What makes this work is the integration of computational design with experimental validation. Collins' lab didn't just rely on AI predictions; they synthesized candidates and tested them in biological systems. This combination of AI-generated hypotheses with wet lab confirmation is becoming the standard for credible drug discovery .

How Regulatory Guidance Is Reshaping AI in Drug Development

In January 2025, the FDA published draft guidance outlining a risk-based credibility assessment framework for AI models used to generate information supporting regulatory decisions. The guidance emphasizes "context of use" and ongoing performance evaluation . This is important because it signals that regulators are moving beyond skepticism toward structured oversight.

The FDA also outlined plans to reduce, refine, or potentially replace certain animal testing requirements and to promote new approach methodologies (NAMs) in appropriate contexts, including organoids, organ-on-chip systems, and computational models . This creates an opening for AI-supported digital representations of biological systems, sometimes called "digital cells," which integrate multimodal data to simulate cellular behavior under different conditions .

For discovery teams, the practical takeaway is clear: if AI outputs could later influence regulated claims or submissions, traceability and validation are easier to build early than retrofit later. This is pushing more biotech companies to invest in documentation and governance infrastructure alongside their AI models.

Steps to Build AI Infrastructure That Actually Works in Biotech

Start with data governance: Before deploying any AI model, establish standardized schemas, controlled vocabularies, and clear data lineage.

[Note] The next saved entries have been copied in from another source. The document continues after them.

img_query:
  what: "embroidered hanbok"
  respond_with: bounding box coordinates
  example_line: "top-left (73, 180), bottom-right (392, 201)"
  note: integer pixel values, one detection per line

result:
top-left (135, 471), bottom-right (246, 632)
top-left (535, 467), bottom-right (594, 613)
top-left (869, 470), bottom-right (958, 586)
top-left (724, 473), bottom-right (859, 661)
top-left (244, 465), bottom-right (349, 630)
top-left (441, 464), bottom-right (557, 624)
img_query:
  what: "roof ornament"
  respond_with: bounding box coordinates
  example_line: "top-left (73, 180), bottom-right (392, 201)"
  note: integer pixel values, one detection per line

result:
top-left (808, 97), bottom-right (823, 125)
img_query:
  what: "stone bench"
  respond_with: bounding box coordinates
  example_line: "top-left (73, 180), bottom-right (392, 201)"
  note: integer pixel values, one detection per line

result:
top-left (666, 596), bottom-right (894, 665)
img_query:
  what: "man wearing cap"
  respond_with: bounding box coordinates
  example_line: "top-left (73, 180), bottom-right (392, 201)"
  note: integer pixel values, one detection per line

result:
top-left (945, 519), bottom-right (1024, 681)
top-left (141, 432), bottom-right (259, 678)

This foundation makes it possible to reuse models across programs and compare experiments reliably
Integrate AI into existing workflows: Don't treat AI as a separate experiment. Build it into lab automation, data pipelines, and decision-support systems so it becomes part of how work actually gets done
Plan for ongoing maintenance: Once deployed, AI systems need monitoring, versioning, and change control. Budget for data drift detection, model retraining, and performance evaluation as recurring costs, not one-time expenses
Combine computational predictions with experimental validation: AI-generated hypotheses are only credible when tested in biological systems. Plan for synthesis, testing, and iterative refinement rather than relying on predictions alone
Document for regulatory readiness: If AI outputs could influence regulatory submissions, build traceability and validation into the system from the start. This is much cheaper than retrofitting documentation later

What's Next: Platforms Over Point Solutions

2025 reinforced a shift toward platform-oriented strategies in biotech. Large pharmaceutical companies are increasingly pursuing longer-term approaches that integrate data, models, and workflows rather than adopting isolated tools . This reflects a maturation in how the industry thinks about AI: not as a breakthrough algorithm, but as a system that needs to be built, maintained, and continuously improved.

The nonprofit Phare Bio, co-founded by Collins, exemplifies this approach. The organization received a grant from ARPA-H (Advanced Research Projects Agency for Health) to use generative AI to design 15 new antibiotics and develop them as preclinical candidates. By integrating generative AI, biology, and translational partnerships, the goal is to create a pipeline that can respond more rapidly to antibiotic resistance .

This is the real story of AI in drug discovery in 2026 and beyond: not whether AI can design molecules, but whether organizations can build the infrastructure, governance, and partnerships to move those molecules from the computer to the clinic. The algorithms are ready. The infrastructure is still catching up.